Le pilote démarre dans la Karamoja Green Industrial and Special Economic Zone (GISEZ), un périmètre contrôlé permettant de tester le système avec des entreprises, exploitants agricoles et opérateurs locaux identifiés. L’accès se fera via smartphones ou technologie USSD, une décision stratégique pour toucher les populations rurales dépourvues d’équipements sophistiqués, tout en maintenant les standards KYC et anti-blanchiment.

Un triple objectif économique

Cette architecture poursuit plusieurs objectifs. L’inclusion financière d’abord : en facilitant l’accès aux services monétaires numériques, le système pourrait intégrer des millions d’Ougandais exclus du système bancaire traditionnel. Les transactions deviendraient instantanées et les coûts de transfert chuteraient drastiquement.

L’attractivité des investissements ensuite : en tokenisant des actifs productifs, l’Ouganda ouvre une nouvelle classe d’investissement.

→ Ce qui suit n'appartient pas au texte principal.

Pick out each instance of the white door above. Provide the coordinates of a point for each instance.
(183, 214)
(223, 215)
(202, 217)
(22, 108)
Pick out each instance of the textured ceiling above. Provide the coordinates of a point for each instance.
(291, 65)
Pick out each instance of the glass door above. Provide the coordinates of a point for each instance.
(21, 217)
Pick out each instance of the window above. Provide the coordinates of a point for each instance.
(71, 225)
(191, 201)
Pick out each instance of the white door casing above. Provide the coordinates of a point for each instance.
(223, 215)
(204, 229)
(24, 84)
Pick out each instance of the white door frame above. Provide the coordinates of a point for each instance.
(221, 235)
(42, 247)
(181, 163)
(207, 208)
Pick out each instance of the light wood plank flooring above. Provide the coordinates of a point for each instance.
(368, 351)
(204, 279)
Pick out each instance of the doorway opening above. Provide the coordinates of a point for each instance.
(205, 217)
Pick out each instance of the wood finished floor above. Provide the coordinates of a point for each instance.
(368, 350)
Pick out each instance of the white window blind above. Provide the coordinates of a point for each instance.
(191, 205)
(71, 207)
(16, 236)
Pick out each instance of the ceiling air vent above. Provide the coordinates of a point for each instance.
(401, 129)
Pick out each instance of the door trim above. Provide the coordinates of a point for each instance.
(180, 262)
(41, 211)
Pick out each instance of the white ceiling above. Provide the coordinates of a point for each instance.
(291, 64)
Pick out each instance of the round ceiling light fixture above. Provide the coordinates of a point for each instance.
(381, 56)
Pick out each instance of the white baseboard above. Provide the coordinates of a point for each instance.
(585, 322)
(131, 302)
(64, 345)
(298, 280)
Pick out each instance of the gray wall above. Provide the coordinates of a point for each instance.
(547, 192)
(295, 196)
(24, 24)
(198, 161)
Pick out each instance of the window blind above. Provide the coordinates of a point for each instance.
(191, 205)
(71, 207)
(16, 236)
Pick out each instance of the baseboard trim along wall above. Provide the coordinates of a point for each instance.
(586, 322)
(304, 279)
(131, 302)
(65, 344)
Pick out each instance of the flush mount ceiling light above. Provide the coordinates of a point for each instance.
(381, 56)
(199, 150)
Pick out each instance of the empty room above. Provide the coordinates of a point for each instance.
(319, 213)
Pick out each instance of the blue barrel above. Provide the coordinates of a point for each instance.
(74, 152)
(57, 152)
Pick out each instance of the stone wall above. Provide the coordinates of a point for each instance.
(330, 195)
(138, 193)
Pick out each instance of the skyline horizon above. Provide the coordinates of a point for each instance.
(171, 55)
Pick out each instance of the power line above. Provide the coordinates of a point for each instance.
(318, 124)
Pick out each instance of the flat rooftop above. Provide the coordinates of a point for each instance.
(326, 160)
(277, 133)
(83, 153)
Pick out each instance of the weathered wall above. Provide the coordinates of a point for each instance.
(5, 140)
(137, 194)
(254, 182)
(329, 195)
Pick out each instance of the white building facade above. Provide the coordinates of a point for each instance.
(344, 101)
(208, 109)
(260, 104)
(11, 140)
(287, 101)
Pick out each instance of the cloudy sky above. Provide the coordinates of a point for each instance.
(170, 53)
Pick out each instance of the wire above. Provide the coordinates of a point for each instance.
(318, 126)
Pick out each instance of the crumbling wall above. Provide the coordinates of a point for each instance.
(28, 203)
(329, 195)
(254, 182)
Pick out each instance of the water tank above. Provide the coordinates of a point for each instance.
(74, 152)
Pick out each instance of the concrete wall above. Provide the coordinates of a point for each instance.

Les investisseurs locaux ou internationaux pourraient acquérir des tokens générant des revenus réels issus de l’agriculture, des mines ou de l’énergie, sans passer par les circuits bancaires classiques.

L’efficacité macroéconomique enfin : en liant sa CBDC aux obligations d’État, le gouvernement dispose d’un instrument numérique pour piloter la liquidité et renforcer la transparence des finances publiques. Le projet s’inscrit d’ailleurs dans la Vision 2040 nationale et l’Agenda 2063 de l’Union africaine.

Des obstacles de taille

Les défis restent considérables. La cybersécurité constitue le talon d’Achille de toute infrastructure monétaire numérique. L’adoption populaire n’est pas garantie non plus : le eNaira nigérian peine à convaincre malgré un lancement officiel il y a quatre ans.

La volatilité des actifs tokenisés représente un risque systémique. Les aléas climatiques, les fluctuations des cours des matières premières ou les tensions géopolitiques peuvent fragiliser les valorisations et, par effet domino, ébranler la confiance dans l’ensemble du dispositif.

Le cadre réglementaire devra également trouver un équilibre délicat entre traçabilité des transactions et protection de la vie privée. La nature permissionnée de la blockchain concentre le pouvoir entre les mains de l’autorité centrale, soulevant des interrogations sur les risques d’abus.

Un laboratoire continental

Pour la zone UEMOA, où aucune CBDC formelle n’a encore émergé, l’expérience ougandaise offre un cas d’école. Si Kampala réussit son pari, cette approche hybride pourrait inspirer d’autres pays africains cherchant à moderniser leurs systèmes de paiement tout en valorisant leurs actifs productifs. L’enjeu dépasse la simple innovation technologique : il s’agit de repenser le rôle de la monnaie dans le développement économique.